As auditorias do MPF já cobriram mais de 2 milhões de cabeças de gado de empresas auditadas no Pará, o que representa quase 80% do rebanho comercializado no estado, mostrando o impacto da medida na evolução das conformidades. Empresas que contratam auditorias próprias apresentam índices de irregularidades significativamente menores (abaixo de 5%) em comparação com auditorias automáticas do MPF, que podem revelar entre 30% a 52% de não conformidades

Desafios e próximos passos – Entre os principais desafios apontados pelo procurador estão o uso indevido do CAR como instrumento de grilagem e fraude, e a necessidade de avançar no monitoramento de fornecedores indiretos na pecuária. Ele também chamou atenção para a fragilidade da Moratória da Soja, acordo firmado em 2006 entre produtores, indústrias e sociedade civil para evitar a comercialização de soja cultivada em áreas desmatadas da Amazônia após 2008. O pacto é reconhecido internacionalmente como um dos instrumentos mais bem-sucedidos na redução da conversão de floresta em lavoura, mas ainda enfrenta ameaças de retrocesso. Azeredo alertou que legislações estaduais que retiram incentivos fiscais de empresas que cumprem compromissos ambientais enfraquecem a política e podem comprometer os avanços conquistados.
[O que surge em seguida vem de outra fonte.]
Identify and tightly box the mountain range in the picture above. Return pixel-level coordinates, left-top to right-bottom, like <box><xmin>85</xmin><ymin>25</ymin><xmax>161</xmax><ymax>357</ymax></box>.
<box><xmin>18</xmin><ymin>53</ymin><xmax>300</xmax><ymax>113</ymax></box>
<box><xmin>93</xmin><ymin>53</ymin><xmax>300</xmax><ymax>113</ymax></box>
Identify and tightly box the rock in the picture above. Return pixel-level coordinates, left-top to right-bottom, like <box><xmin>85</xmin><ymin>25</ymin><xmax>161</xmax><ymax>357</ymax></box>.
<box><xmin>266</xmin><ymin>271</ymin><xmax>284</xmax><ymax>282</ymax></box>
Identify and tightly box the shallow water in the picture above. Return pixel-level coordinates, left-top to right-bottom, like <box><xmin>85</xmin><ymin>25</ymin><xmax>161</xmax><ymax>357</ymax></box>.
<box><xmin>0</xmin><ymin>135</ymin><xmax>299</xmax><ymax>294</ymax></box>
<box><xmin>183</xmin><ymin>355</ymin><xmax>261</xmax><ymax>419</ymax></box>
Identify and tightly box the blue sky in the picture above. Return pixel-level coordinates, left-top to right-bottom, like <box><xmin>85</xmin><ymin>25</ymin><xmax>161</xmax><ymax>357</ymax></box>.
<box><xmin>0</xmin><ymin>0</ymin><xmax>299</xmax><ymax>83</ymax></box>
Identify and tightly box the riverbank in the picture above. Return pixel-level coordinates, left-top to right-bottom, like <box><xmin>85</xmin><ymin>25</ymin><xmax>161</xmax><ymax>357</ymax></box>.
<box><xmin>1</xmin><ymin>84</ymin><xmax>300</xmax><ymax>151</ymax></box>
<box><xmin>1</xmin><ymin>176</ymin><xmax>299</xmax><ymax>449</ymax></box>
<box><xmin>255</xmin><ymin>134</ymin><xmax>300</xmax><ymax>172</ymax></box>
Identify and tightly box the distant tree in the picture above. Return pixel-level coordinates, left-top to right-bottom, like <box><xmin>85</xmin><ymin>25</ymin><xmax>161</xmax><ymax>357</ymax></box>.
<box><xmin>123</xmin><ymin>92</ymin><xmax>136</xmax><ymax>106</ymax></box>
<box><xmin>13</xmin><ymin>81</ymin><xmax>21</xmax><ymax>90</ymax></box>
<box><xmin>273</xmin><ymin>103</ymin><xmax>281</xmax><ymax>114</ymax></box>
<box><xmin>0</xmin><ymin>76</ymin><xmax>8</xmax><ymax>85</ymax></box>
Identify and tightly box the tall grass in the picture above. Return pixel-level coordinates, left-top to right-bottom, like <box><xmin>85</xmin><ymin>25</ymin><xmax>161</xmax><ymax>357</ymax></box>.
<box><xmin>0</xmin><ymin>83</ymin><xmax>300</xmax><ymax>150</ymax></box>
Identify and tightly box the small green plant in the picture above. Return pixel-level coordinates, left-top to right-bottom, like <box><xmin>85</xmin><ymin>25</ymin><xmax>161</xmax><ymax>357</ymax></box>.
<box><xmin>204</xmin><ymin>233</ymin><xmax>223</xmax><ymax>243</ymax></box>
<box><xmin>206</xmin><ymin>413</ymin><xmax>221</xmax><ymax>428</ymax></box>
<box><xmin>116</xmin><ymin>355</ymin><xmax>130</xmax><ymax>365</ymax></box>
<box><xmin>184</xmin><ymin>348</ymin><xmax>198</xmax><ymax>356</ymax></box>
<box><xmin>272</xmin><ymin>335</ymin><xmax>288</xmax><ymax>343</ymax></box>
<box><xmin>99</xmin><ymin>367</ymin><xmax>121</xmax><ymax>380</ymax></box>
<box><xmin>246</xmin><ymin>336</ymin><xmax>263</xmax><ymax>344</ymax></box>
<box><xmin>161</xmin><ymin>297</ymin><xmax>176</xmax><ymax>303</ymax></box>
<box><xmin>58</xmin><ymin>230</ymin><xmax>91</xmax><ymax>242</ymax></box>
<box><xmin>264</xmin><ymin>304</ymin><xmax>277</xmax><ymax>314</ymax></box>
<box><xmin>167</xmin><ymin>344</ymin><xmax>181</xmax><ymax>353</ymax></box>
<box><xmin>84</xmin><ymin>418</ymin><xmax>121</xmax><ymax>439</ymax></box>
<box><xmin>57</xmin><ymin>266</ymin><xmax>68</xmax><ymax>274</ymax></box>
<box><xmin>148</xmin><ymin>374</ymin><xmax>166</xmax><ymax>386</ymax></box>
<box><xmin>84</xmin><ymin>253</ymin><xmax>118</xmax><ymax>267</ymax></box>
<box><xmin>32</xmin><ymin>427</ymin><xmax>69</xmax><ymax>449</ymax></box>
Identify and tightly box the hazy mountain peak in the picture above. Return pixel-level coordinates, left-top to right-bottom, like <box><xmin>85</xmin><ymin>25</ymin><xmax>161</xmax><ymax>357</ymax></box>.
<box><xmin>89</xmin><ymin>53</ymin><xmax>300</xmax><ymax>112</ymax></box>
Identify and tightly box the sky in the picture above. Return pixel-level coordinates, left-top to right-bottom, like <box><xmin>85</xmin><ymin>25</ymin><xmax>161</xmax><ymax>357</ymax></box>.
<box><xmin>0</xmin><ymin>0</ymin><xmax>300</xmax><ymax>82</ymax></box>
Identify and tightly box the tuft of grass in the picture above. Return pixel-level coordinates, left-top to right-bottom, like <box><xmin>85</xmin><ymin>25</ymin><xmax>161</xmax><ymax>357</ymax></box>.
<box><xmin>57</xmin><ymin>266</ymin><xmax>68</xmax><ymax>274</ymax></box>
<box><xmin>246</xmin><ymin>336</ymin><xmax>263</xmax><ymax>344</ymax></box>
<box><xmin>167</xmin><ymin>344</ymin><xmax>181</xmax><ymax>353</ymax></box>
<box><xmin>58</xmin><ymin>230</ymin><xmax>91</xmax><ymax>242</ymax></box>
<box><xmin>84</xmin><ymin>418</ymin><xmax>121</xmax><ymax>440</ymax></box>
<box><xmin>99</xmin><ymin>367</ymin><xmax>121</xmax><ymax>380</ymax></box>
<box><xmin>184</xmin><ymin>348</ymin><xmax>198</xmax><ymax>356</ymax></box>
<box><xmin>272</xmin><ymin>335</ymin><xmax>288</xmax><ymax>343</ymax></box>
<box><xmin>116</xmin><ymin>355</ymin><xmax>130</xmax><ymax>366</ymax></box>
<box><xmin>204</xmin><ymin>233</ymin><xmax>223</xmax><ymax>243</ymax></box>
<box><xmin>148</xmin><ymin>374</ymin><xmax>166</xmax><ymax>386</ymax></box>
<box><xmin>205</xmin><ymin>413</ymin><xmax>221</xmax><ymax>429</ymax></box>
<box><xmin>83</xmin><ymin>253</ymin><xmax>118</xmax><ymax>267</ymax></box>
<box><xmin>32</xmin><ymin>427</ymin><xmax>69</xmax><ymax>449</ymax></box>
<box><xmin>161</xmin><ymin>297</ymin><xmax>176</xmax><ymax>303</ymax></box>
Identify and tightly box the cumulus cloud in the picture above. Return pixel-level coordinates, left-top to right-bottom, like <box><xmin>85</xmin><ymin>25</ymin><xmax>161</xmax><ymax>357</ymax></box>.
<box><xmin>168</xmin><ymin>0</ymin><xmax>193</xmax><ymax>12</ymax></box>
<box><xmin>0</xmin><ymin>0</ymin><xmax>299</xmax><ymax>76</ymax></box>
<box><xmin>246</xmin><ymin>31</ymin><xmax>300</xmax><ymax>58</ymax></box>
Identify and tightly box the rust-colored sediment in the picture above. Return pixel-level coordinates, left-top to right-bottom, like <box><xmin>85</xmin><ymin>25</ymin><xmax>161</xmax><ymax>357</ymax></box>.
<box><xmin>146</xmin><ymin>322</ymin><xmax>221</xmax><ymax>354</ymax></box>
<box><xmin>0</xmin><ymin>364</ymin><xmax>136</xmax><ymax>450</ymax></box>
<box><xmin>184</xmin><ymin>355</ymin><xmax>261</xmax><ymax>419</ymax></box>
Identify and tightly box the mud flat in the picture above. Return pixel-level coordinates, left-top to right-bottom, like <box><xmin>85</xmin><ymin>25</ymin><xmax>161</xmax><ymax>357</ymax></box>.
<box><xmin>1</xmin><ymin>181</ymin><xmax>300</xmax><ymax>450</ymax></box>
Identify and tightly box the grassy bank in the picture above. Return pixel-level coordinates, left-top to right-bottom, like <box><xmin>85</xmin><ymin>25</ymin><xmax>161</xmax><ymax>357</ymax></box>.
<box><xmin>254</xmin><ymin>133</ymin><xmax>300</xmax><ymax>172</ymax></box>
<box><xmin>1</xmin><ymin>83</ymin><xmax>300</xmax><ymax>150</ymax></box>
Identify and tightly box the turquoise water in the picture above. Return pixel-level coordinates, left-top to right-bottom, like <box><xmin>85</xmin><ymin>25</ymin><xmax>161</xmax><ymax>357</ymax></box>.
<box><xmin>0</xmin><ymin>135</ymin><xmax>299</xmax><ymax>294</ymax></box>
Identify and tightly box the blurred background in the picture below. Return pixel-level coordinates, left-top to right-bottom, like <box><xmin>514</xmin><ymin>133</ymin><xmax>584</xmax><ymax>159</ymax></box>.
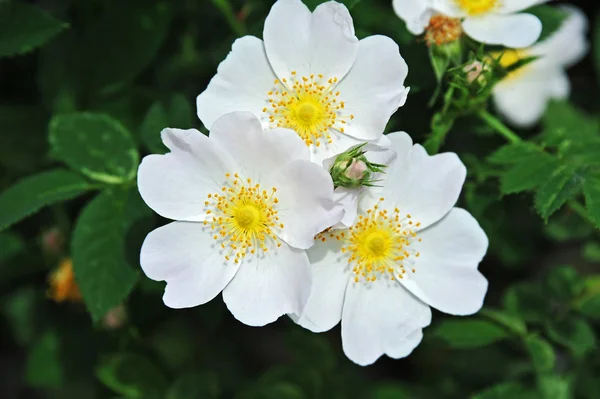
<box><xmin>1</xmin><ymin>0</ymin><xmax>600</xmax><ymax>398</ymax></box>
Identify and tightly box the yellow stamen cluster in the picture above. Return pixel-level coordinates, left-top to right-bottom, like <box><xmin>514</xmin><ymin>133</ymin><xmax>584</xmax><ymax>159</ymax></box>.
<box><xmin>204</xmin><ymin>173</ymin><xmax>283</xmax><ymax>264</ymax></box>
<box><xmin>456</xmin><ymin>0</ymin><xmax>499</xmax><ymax>16</ymax></box>
<box><xmin>318</xmin><ymin>198</ymin><xmax>422</xmax><ymax>283</ymax></box>
<box><xmin>425</xmin><ymin>15</ymin><xmax>463</xmax><ymax>46</ymax></box>
<box><xmin>263</xmin><ymin>71</ymin><xmax>355</xmax><ymax>147</ymax></box>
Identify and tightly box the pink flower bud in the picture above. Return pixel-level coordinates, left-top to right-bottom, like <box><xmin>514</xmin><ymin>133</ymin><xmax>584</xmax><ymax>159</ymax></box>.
<box><xmin>344</xmin><ymin>159</ymin><xmax>368</xmax><ymax>180</ymax></box>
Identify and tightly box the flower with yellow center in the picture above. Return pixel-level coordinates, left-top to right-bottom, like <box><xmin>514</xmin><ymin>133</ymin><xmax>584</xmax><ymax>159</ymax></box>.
<box><xmin>138</xmin><ymin>112</ymin><xmax>343</xmax><ymax>327</ymax></box>
<box><xmin>292</xmin><ymin>132</ymin><xmax>489</xmax><ymax>366</ymax></box>
<box><xmin>197</xmin><ymin>0</ymin><xmax>409</xmax><ymax>165</ymax></box>
<box><xmin>393</xmin><ymin>0</ymin><xmax>548</xmax><ymax>48</ymax></box>
<box><xmin>492</xmin><ymin>6</ymin><xmax>589</xmax><ymax>127</ymax></box>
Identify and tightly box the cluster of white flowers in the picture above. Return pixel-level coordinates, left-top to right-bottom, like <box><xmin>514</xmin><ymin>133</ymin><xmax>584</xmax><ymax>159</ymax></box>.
<box><xmin>393</xmin><ymin>0</ymin><xmax>589</xmax><ymax>126</ymax></box>
<box><xmin>137</xmin><ymin>0</ymin><xmax>587</xmax><ymax>366</ymax></box>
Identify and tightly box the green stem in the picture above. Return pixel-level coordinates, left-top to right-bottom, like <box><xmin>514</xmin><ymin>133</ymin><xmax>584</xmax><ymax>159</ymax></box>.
<box><xmin>478</xmin><ymin>109</ymin><xmax>522</xmax><ymax>143</ymax></box>
<box><xmin>211</xmin><ymin>0</ymin><xmax>246</xmax><ymax>36</ymax></box>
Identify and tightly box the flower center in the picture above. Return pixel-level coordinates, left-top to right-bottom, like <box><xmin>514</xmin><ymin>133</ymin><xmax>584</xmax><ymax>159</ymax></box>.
<box><xmin>425</xmin><ymin>15</ymin><xmax>463</xmax><ymax>46</ymax></box>
<box><xmin>263</xmin><ymin>72</ymin><xmax>355</xmax><ymax>147</ymax></box>
<box><xmin>235</xmin><ymin>205</ymin><xmax>259</xmax><ymax>229</ymax></box>
<box><xmin>318</xmin><ymin>198</ymin><xmax>422</xmax><ymax>283</ymax></box>
<box><xmin>364</xmin><ymin>231</ymin><xmax>389</xmax><ymax>257</ymax></box>
<box><xmin>456</xmin><ymin>0</ymin><xmax>498</xmax><ymax>16</ymax></box>
<box><xmin>204</xmin><ymin>173</ymin><xmax>283</xmax><ymax>263</ymax></box>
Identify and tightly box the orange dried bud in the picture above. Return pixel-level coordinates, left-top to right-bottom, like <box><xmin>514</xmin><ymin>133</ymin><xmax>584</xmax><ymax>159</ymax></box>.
<box><xmin>425</xmin><ymin>15</ymin><xmax>463</xmax><ymax>46</ymax></box>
Ao concluir sua participação no evento, Daniel Azeredo afirmou que o MPF busca expandir os controles, avançando no monitoramento de fornecedores indiretos e sistemas de auditoria automatizados, levando os mecanismos de controle já existentes para outros biomas, como o Cerrado. “Eu não tenho dúvida nenhuma de que é o bioma mais desmatado do Brasil, muito em parte por não ter ainda os mesmos níveis de controle de cadeias produtivas que nós conseguimos construir aí nos últimos 15 anos na Amazônia”, refletiu.